Automating safe hands-off deployments

Automated deployments in the pipeline typically don’t have a developer who actively watches each deployment to prod, checks the metrics, and manually rolls back if they see issues. These deployments are completely hands-off. The deployment system actively monitors an alarm to determine if it needs to automatically roll back a deployment. A rollback will switch the environment back to the container image, AWS Lambda function deployment package, or internal deployment package that was previously deployed. Our internal deployment packages are similar to container images, because the packages are immutable and use a checksum to verify their integrity.

Each microservice in each Region typically has a high-severity alarm that triggers on thresholds for the metrics that impact the service’s customers (like fault rates and high latency) and on system health metrics (like CPU utilization), as illustrated in the following example. This high-severity alarm is used to page the oncall engineer and to automatically roll back the service if a deployment is in progress. Often, the rollback is already in progress by the time the oncall engineer has been paged and starts engaging.

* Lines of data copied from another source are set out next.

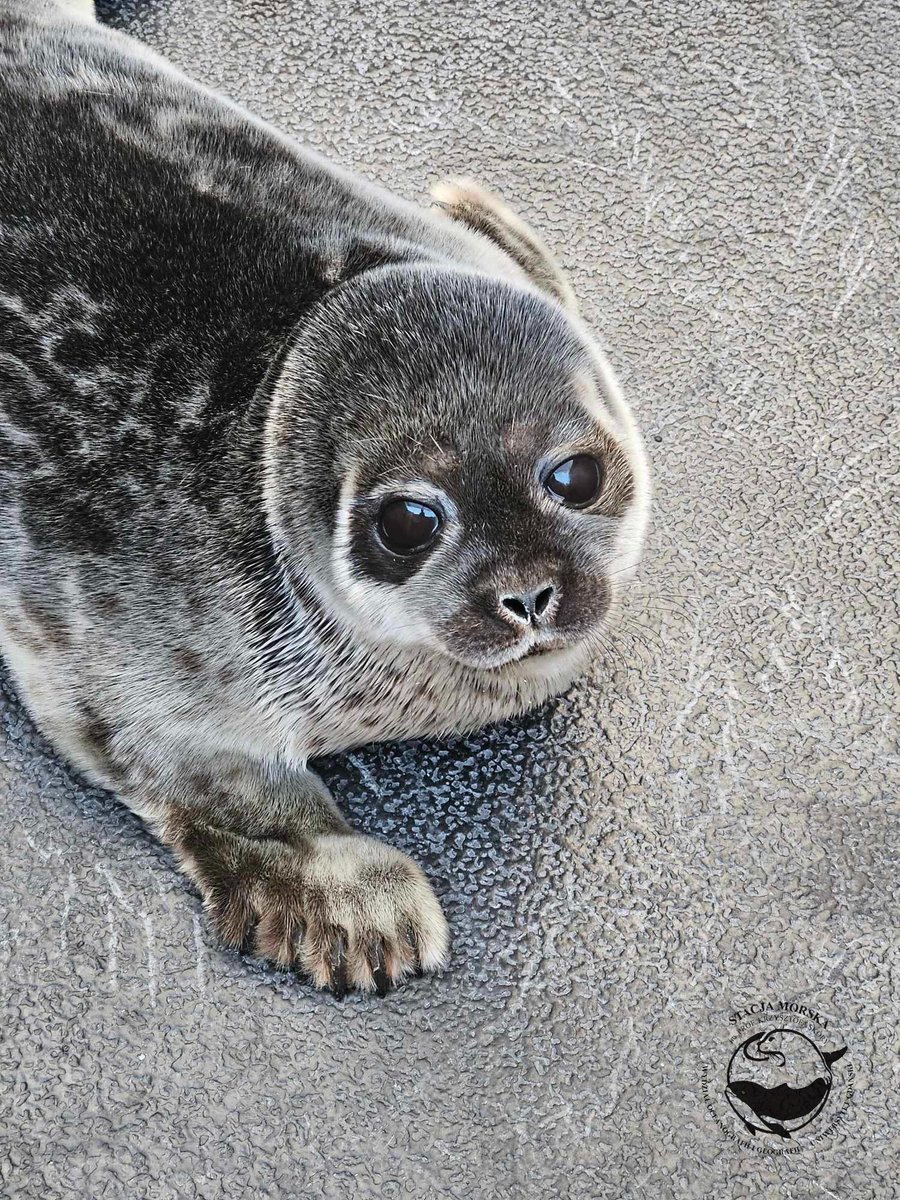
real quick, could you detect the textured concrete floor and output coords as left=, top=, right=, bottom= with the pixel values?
left=2, top=0, right=899, bottom=1196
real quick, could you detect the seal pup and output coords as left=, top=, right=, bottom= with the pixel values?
left=0, top=0, right=651, bottom=994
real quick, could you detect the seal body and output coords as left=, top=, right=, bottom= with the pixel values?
left=0, top=0, right=650, bottom=993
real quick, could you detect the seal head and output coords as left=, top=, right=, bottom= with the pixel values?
left=264, top=263, right=650, bottom=678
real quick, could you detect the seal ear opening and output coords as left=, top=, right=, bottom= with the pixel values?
left=823, top=1046, right=847, bottom=1066
left=431, top=176, right=578, bottom=315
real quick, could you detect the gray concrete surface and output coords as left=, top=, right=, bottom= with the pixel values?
left=2, top=0, right=899, bottom=1196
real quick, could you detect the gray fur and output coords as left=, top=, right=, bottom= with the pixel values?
left=0, top=0, right=650, bottom=993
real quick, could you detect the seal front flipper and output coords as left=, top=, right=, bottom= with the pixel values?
left=139, top=757, right=450, bottom=996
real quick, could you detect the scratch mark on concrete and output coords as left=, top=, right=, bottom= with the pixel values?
left=796, top=141, right=862, bottom=248
left=784, top=1, right=829, bottom=122
left=799, top=485, right=865, bottom=544
left=348, top=753, right=386, bottom=801
left=832, top=221, right=875, bottom=321
left=193, top=912, right=206, bottom=994
left=143, top=912, right=157, bottom=1007
left=25, top=834, right=59, bottom=861
left=592, top=1011, right=637, bottom=1125
left=106, top=903, right=118, bottom=992
left=96, top=864, right=135, bottom=914
left=59, top=870, right=76, bottom=953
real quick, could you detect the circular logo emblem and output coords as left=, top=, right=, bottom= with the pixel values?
left=725, top=1028, right=846, bottom=1139
left=701, top=1003, right=855, bottom=1153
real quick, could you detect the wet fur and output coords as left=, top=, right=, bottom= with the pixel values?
left=0, top=0, right=650, bottom=993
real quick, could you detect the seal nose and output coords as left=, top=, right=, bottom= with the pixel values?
left=499, top=583, right=556, bottom=627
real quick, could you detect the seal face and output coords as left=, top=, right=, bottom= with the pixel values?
left=266, top=265, right=648, bottom=683
left=0, top=0, right=650, bottom=994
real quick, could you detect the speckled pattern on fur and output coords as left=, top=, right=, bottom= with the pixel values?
left=1, top=0, right=898, bottom=1196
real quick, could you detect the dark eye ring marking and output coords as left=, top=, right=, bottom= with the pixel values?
left=377, top=498, right=442, bottom=555
left=543, top=454, right=604, bottom=508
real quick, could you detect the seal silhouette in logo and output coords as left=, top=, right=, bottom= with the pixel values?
left=725, top=1028, right=847, bottom=1138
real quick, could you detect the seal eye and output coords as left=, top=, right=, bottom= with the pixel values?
left=544, top=455, right=603, bottom=508
left=377, top=498, right=441, bottom=555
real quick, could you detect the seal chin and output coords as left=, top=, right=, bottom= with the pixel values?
left=503, top=640, right=590, bottom=680
left=441, top=635, right=590, bottom=679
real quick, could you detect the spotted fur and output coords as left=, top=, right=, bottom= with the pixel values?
left=0, top=0, right=650, bottom=994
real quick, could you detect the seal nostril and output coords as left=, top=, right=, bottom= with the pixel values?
left=499, top=585, right=556, bottom=626
left=533, top=586, right=554, bottom=617
left=501, top=596, right=530, bottom=622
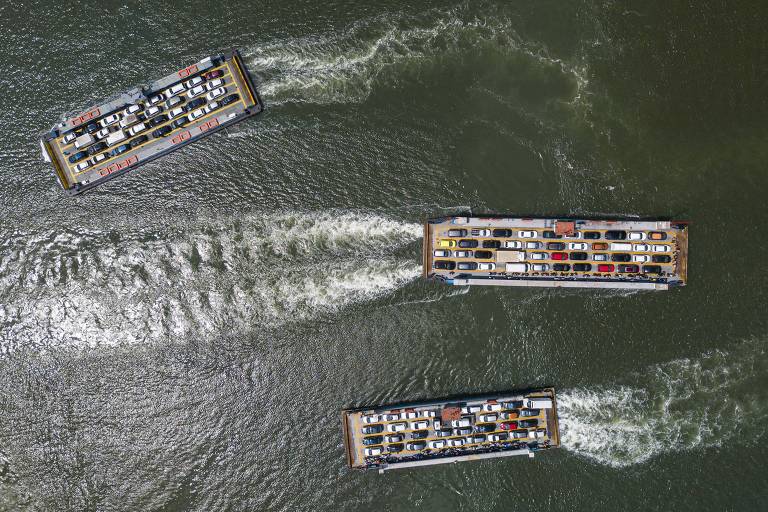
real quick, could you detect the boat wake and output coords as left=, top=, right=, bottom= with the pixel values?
left=558, top=339, right=768, bottom=467
left=0, top=212, right=422, bottom=353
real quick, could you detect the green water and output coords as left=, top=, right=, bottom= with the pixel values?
left=1, top=1, right=767, bottom=510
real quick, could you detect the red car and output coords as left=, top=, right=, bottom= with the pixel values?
left=499, top=421, right=518, bottom=431
left=203, top=69, right=224, bottom=80
left=551, top=252, right=568, bottom=260
left=597, top=264, right=615, bottom=272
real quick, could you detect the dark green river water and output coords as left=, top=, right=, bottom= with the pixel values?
left=1, top=1, right=767, bottom=510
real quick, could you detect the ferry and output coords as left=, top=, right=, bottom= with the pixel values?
left=40, top=49, right=263, bottom=195
left=424, top=215, right=689, bottom=289
left=342, top=388, right=559, bottom=472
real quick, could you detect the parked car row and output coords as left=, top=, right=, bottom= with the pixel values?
left=444, top=229, right=668, bottom=241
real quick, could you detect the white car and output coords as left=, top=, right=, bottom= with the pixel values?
left=410, top=420, right=429, bottom=430
left=166, top=96, right=184, bottom=109
left=362, top=414, right=381, bottom=424
left=478, top=262, right=495, bottom=271
left=633, top=244, right=650, bottom=252
left=206, top=86, right=227, bottom=100
left=169, top=107, right=185, bottom=119
left=204, top=101, right=220, bottom=113
left=628, top=231, right=646, bottom=240
left=99, top=113, right=121, bottom=128
left=386, top=422, right=407, bottom=433
left=652, top=245, right=670, bottom=252
left=428, top=440, right=446, bottom=449
left=633, top=255, right=650, bottom=263
left=189, top=108, right=206, bottom=121
left=478, top=413, right=497, bottom=423
left=384, top=413, right=401, bottom=421
left=432, top=419, right=442, bottom=430
left=450, top=418, right=472, bottom=428
left=89, top=153, right=106, bottom=165
left=384, top=434, right=403, bottom=444
left=187, top=85, right=206, bottom=99
left=593, top=253, right=608, bottom=261
left=165, top=83, right=186, bottom=97
left=127, top=123, right=147, bottom=137
left=148, top=93, right=165, bottom=105
left=532, top=263, right=549, bottom=272
left=484, top=403, right=502, bottom=413
left=94, top=127, right=111, bottom=140
left=525, top=241, right=542, bottom=249
left=563, top=231, right=582, bottom=239
left=447, top=438, right=466, bottom=447
left=364, top=447, right=382, bottom=457
left=455, top=250, right=472, bottom=258
left=529, top=252, right=547, bottom=260
left=471, top=228, right=491, bottom=237
left=184, top=76, right=205, bottom=89
left=487, top=434, right=506, bottom=442
left=75, top=161, right=91, bottom=172
left=461, top=405, right=482, bottom=414
left=402, top=411, right=418, bottom=420
left=518, top=230, right=537, bottom=238
left=119, top=115, right=140, bottom=129
left=433, top=250, right=450, bottom=257
left=62, top=132, right=77, bottom=144
left=206, top=78, right=224, bottom=90
left=145, top=105, right=162, bottom=118
left=569, top=242, right=588, bottom=250
left=123, top=104, right=143, bottom=116
left=511, top=431, right=529, bottom=439
left=421, top=410, right=436, bottom=418
left=530, top=430, right=546, bottom=439
left=504, top=240, right=523, bottom=249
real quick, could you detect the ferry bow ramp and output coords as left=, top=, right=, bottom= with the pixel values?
left=40, top=49, right=263, bottom=195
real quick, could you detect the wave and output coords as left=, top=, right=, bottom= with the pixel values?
left=0, top=212, right=422, bottom=352
left=558, top=340, right=768, bottom=467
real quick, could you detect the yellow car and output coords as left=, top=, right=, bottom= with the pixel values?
left=437, top=239, right=456, bottom=248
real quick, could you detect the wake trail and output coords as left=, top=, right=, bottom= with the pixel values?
left=557, top=339, right=768, bottom=467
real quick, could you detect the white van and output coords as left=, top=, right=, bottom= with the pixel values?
left=74, top=133, right=95, bottom=150
left=609, top=242, right=633, bottom=251
left=505, top=263, right=528, bottom=273
left=523, top=398, right=553, bottom=409
left=105, top=130, right=127, bottom=147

Example high-severity microservice alarm

ALARM("FrontEndApiService_High_Fault_Rate") OR
ALARM("FrontEndApiService_High_P50_Latency") OR
ALARM("FrontEndApiService_High_P90_Latency") OR
ALARM("FrontEndApiService_High_P99_Latency") OR
ALARM("FrontEndApiService_High_Cpu_Usage") OR
ALARM("FrontEndApiService_High_Memory_Usage") OR
ALARM("FrontEndApiService_High_Disk_Usage") OR
ALARM("FrontEndApiService_High_Errors_In_Logs") OR
ALARM("FrontEndApiService_High_Failing_Health_Checks")

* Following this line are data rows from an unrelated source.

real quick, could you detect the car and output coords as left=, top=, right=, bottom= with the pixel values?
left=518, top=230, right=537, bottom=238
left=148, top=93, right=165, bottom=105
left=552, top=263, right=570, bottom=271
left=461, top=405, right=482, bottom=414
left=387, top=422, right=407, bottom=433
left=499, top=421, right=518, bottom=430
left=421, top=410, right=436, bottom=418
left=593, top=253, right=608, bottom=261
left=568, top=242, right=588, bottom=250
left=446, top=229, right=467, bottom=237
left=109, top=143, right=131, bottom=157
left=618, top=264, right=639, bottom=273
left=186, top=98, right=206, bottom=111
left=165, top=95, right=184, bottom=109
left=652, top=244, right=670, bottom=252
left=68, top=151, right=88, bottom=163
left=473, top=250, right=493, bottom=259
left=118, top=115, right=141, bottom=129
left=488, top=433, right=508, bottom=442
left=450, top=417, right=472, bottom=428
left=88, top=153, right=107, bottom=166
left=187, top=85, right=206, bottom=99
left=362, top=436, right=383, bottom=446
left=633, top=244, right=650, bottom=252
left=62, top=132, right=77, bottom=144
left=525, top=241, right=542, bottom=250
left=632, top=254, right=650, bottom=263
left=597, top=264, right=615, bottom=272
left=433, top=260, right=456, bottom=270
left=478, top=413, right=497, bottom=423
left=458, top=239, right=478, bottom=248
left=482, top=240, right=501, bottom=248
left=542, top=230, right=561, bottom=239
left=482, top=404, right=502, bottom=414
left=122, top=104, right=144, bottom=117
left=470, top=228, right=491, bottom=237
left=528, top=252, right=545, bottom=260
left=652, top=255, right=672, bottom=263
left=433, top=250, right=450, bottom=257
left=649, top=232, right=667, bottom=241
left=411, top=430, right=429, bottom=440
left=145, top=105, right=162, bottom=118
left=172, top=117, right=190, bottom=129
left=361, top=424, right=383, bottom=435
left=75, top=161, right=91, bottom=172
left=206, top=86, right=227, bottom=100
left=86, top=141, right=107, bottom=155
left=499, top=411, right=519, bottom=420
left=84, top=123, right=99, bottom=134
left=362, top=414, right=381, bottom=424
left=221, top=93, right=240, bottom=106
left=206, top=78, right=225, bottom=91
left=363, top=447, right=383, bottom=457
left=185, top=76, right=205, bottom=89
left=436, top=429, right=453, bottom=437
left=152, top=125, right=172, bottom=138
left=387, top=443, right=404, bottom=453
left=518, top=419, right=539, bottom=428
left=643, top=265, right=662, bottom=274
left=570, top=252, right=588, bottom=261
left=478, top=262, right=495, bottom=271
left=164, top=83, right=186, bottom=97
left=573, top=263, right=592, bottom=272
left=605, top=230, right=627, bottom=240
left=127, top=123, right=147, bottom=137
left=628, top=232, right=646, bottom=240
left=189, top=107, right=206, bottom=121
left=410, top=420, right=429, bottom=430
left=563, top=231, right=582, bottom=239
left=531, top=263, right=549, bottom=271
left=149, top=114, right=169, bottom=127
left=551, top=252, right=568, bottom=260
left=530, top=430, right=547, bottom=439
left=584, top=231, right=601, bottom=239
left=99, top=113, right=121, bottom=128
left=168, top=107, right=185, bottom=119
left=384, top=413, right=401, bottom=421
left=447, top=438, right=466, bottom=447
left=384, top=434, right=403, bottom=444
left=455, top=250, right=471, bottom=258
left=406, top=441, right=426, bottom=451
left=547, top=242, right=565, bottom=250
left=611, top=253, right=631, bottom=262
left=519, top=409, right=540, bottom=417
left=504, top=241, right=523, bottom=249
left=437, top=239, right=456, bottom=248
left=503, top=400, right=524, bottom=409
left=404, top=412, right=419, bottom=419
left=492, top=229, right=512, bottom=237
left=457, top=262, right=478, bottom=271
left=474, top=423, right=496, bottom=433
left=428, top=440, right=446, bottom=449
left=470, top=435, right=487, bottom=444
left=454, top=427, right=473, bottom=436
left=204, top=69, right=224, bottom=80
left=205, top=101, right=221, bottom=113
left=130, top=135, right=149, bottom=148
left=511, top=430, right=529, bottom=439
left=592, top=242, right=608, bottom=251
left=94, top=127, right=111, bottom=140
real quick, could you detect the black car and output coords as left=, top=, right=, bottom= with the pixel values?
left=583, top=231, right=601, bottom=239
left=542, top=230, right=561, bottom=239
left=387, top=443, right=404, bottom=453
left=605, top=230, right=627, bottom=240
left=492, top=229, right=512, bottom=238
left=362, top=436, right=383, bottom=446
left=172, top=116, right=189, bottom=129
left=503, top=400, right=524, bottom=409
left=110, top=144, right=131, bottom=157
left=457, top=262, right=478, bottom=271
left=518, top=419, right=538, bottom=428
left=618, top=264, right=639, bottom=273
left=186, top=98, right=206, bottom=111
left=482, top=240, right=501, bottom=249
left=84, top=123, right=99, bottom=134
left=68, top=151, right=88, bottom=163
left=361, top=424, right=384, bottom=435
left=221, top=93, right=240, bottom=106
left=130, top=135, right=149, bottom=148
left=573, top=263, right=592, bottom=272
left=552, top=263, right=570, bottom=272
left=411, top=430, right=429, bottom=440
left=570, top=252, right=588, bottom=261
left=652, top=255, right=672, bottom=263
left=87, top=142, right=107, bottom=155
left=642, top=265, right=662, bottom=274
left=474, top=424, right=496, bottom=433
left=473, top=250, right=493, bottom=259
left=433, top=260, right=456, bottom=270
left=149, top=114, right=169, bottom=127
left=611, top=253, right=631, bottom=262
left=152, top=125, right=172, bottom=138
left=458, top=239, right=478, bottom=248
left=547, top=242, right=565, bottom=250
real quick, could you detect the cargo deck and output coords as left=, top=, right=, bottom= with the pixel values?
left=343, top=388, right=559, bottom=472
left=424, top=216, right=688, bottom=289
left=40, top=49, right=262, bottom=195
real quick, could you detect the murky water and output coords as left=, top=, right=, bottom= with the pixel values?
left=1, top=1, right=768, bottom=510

Changes introduced by a deployment can have an impact on upstream and downstream microservices, so the deployment system needs to monitor the high-severity alarm for the microservice under deployment and monitor the high-severity alarms for the team’s other microservices to determine when to roll back. Deployed changes can also affect the metrics of continuous canary testing, so the deployment system additionally needs to monitor for failing canary tests. To automatically roll back on all of these possible areas of impact, teams create high-severity aggregate alarms for the deployment system to monitor. High-severity aggregate alarms roll up the state of all of the team’s individual microservice high-severity alarms and the state of the canary alarms into a single aggregate state, as in the following sample. If any of the high-severity alarms for the team’s microservices go into the alarm state, all of the team’s ongoing deployments across all of their microservices in that Region automatically roll back.

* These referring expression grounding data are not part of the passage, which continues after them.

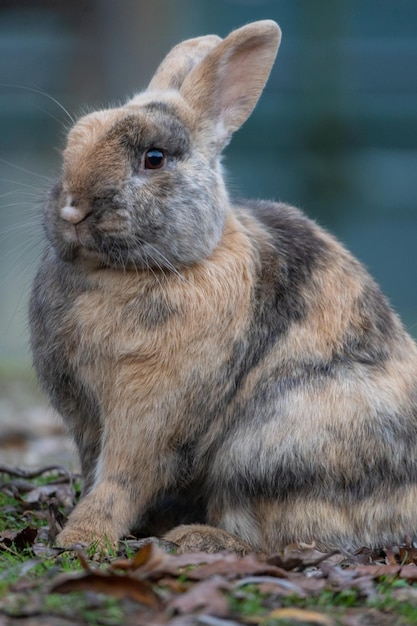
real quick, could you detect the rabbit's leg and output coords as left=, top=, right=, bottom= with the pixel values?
left=49, top=375, right=102, bottom=495
left=72, top=421, right=101, bottom=495
left=56, top=408, right=177, bottom=550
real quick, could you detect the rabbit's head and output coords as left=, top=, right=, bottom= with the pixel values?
left=44, top=21, right=281, bottom=270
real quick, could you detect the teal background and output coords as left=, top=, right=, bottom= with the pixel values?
left=1, top=0, right=417, bottom=371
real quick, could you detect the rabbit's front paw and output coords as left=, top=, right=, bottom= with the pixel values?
left=55, top=526, right=88, bottom=549
left=56, top=525, right=117, bottom=555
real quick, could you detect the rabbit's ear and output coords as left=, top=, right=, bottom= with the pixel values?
left=180, top=20, right=281, bottom=149
left=148, top=35, right=222, bottom=91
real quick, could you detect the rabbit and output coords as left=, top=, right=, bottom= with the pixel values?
left=29, top=19, right=417, bottom=556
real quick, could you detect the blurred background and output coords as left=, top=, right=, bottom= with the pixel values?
left=0, top=0, right=417, bottom=464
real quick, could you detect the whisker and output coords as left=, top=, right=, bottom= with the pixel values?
left=141, top=242, right=185, bottom=282
left=0, top=237, right=40, bottom=263
left=140, top=241, right=211, bottom=308
left=116, top=244, right=127, bottom=274
left=0, top=202, right=39, bottom=210
left=0, top=157, right=51, bottom=182
left=0, top=246, right=43, bottom=301
left=1, top=83, right=75, bottom=125
left=0, top=223, right=41, bottom=238
left=2, top=263, right=40, bottom=335
left=29, top=102, right=72, bottom=130
left=0, top=178, right=44, bottom=190
left=142, top=256, right=168, bottom=297
left=0, top=190, right=42, bottom=200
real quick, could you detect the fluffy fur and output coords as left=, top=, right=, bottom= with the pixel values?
left=30, top=20, right=417, bottom=554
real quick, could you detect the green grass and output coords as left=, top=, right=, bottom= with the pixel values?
left=229, top=583, right=268, bottom=618
left=43, top=594, right=124, bottom=626
left=227, top=579, right=417, bottom=625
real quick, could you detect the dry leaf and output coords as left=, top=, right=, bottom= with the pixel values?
left=132, top=542, right=168, bottom=574
left=110, top=542, right=155, bottom=571
left=163, top=551, right=227, bottom=569
left=267, top=543, right=339, bottom=571
left=0, top=526, right=37, bottom=550
left=186, top=553, right=288, bottom=581
left=157, top=577, right=189, bottom=593
left=398, top=546, right=417, bottom=565
left=324, top=565, right=376, bottom=601
left=384, top=546, right=399, bottom=566
left=46, top=500, right=67, bottom=541
left=75, top=549, right=91, bottom=571
left=132, top=542, right=154, bottom=567
left=353, top=564, right=417, bottom=581
left=111, top=542, right=168, bottom=576
left=348, top=546, right=386, bottom=566
left=234, top=575, right=306, bottom=597
left=51, top=571, right=161, bottom=607
left=145, top=551, right=231, bottom=581
left=264, top=607, right=334, bottom=625
left=169, top=577, right=230, bottom=616
left=24, top=484, right=60, bottom=504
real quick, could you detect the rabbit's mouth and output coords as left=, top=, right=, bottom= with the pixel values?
left=58, top=223, right=149, bottom=270
left=60, top=219, right=95, bottom=249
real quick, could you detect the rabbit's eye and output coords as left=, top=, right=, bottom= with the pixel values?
left=143, top=148, right=165, bottom=170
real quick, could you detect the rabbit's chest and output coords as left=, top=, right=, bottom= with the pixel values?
left=68, top=288, right=169, bottom=364
left=63, top=271, right=249, bottom=416
left=61, top=287, right=176, bottom=409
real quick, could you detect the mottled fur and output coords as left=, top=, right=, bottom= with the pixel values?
left=30, top=21, right=417, bottom=554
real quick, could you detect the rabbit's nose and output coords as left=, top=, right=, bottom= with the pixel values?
left=60, top=198, right=92, bottom=224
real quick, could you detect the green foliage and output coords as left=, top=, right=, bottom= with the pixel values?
left=229, top=583, right=268, bottom=617
left=43, top=593, right=124, bottom=626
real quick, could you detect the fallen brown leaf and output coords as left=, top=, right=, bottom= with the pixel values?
left=169, top=576, right=231, bottom=616
left=111, top=542, right=168, bottom=577
left=75, top=548, right=92, bottom=571
left=354, top=563, right=417, bottom=582
left=398, top=545, right=417, bottom=565
left=46, top=500, right=67, bottom=541
left=323, top=565, right=376, bottom=601
left=349, top=546, right=386, bottom=566
left=160, top=551, right=228, bottom=569
left=131, top=541, right=154, bottom=567
left=145, top=550, right=234, bottom=581
left=384, top=546, right=399, bottom=566
left=132, top=541, right=168, bottom=573
left=50, top=570, right=161, bottom=608
left=24, top=485, right=58, bottom=504
left=234, top=575, right=307, bottom=597
left=0, top=526, right=37, bottom=550
left=185, top=553, right=288, bottom=581
left=267, top=542, right=340, bottom=571
left=264, top=607, right=334, bottom=625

Example high-severity aggregate rollback alarm

ALARM("FrontEndApiService_High_Severity") OR
ALARM("BackendApiService_High_Severity") OR
ALARM("BackendWorkflows_High_Severity") OR
ALARM("Canaries_High_Severity")

A one-box stage serves a small percentage of overall traffic, so issues introduced by a one-box deployment might not trigger the service’s high-severity rollback alarm. To catch and roll back changes that cause issues in the one-box stage before they reach the rest of the prod stages, one-box stages additionally roll back on metrics that are scoped to only the one box. For example, they roll back on the fault rate of the requests that were served specifically by the one box, which makes up a small percentage of overall number of requests.

Example one-box rollback alarm

ALARM("High_Severity_Aggregate_Rollback_Alarm") OR
ALARM("FrontEndApiService_OneBox_High_Fault_Rate") OR
ALARM("FrontEndApiService_OneBox_High_P50_Latency") OR
ALARM("FrontEndApiService_OneBox_High_P90_Latency") OR
ALARM("FrontEndApiService_OneBox_High_P99_Latency") OR
ALARM("FrontEndApiService_OneBox_High_Cpu_Usage") OR
ALARM("FrontEndApiService_OneBox_High_Memory_Usage") OR
ALARM("FrontEndApiService_OneBox_High_Disk_Usage") OR
ALARM("FrontEndApiService_OneBox_High_Errors_In_Logs") OR
ALARM("FrontEndApiService_OneBox_Failing_Health_Checks")

In addition to rolling back on alarms defined by the service team, our deployment system can also detect and automatically roll back on anomalies in common metrics emitted by our internal web service framework. Most of our microservices emit metrics such as request count, request latency, and fault count in a standard format. Using these standard metrics, the deployment system can roll back automatically if there are anomalies in the metrics during a deployment. Examples of this are if the request count suddenly drops to zero, or if the latency or number of faults becomes much higher than normal.